Don’t always believe what you read. While the new Zack Snyder movie malarkey Sucker Punch has taken its punches and drubbings at the hands of the critics and public punditry that influence the ratings on Rotten Tomatoes, it actually ranks high on the fun-factor and guilty-pleasure indexes. Yes, the movie overreaches on many levels and underperforms by any scale of intelligence and artistry. But this visually hyperactive attempt at a psycho-fantasy yarn, a mutant merger of Shutter Island and Charlie’s Angels, also has a perverse attraction.
On the evidence of 300—a cinecartoony take on the Spartan war—and this nutty pastiche project, Snyder seems like a modern-day entertainment machine weaned on comic books and computer games. But he also seems to have had a distracted and marginal interest in history, at least in terms of the potential for staging conflicts in various battle zones throughout history—one of the shticks in his latest project.
Apparently, a new narrative window on outrageous plot twists is ye old insane asylum, if we’re to believe Shutter Island and this entertaining hokum. Our charming and soon-to-be kickass protagonist (Emily Browning), abused by her stepfather, is committed to a gray and gothic institution in Vermont: naturally, a dank, squalid, and forbidding landscape of terrors. The plot and FX budget thicken considerably once Snyder gets inside his heroine’s addled mind and injects a fantastical subplot involving scantily clad girl posses who wield heavy artillery and take no prisoners. Boom goes trench warfare in WWI, boom a medieval castle with a mean-mofo fire-breathing dragon, boom a hellbent bullet train on Saturn, boom goes Snyder’s childlike imagination and love of things that go boom.

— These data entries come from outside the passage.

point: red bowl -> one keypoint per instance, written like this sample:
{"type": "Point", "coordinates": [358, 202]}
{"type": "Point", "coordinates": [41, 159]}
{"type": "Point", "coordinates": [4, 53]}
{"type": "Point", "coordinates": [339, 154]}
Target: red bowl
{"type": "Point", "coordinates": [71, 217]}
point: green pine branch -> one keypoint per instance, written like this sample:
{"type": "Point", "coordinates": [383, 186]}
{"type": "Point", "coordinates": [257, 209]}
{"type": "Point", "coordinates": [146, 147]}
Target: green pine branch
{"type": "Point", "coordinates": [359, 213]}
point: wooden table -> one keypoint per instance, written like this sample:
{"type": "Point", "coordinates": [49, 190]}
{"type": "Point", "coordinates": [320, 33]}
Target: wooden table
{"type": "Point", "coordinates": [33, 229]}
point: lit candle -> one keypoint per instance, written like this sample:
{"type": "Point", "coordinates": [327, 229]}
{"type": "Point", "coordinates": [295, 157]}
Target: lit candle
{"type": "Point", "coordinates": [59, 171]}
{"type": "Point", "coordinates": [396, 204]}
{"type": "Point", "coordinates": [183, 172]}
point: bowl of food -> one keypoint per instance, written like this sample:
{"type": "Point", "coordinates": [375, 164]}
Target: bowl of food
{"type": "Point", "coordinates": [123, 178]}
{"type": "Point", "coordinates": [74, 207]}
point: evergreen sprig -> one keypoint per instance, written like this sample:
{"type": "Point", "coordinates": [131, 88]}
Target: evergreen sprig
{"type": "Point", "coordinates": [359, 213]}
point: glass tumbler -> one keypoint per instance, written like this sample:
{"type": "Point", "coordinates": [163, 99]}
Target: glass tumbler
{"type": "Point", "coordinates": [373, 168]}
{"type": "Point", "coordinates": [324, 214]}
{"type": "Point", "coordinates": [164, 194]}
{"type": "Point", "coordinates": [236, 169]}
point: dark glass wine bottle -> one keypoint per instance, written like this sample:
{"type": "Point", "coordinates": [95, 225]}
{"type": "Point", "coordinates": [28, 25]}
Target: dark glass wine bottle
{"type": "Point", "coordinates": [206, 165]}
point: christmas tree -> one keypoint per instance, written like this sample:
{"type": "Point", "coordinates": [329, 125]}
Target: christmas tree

At best, Sucker Punch may ultimately enter the dubious achievement zone of cult classics, joining films like Showgirls (another movie peopled with lissome young gals) as examples of cinema so bad it loops around to being, potentially, inversely enjoyable kitsch. You may find yourself with a headache from eye-rolling, but with the right low expectations and spirit of cartoon-flavored silliness, Sucker Punch won’t leave you yawning or watch-checking.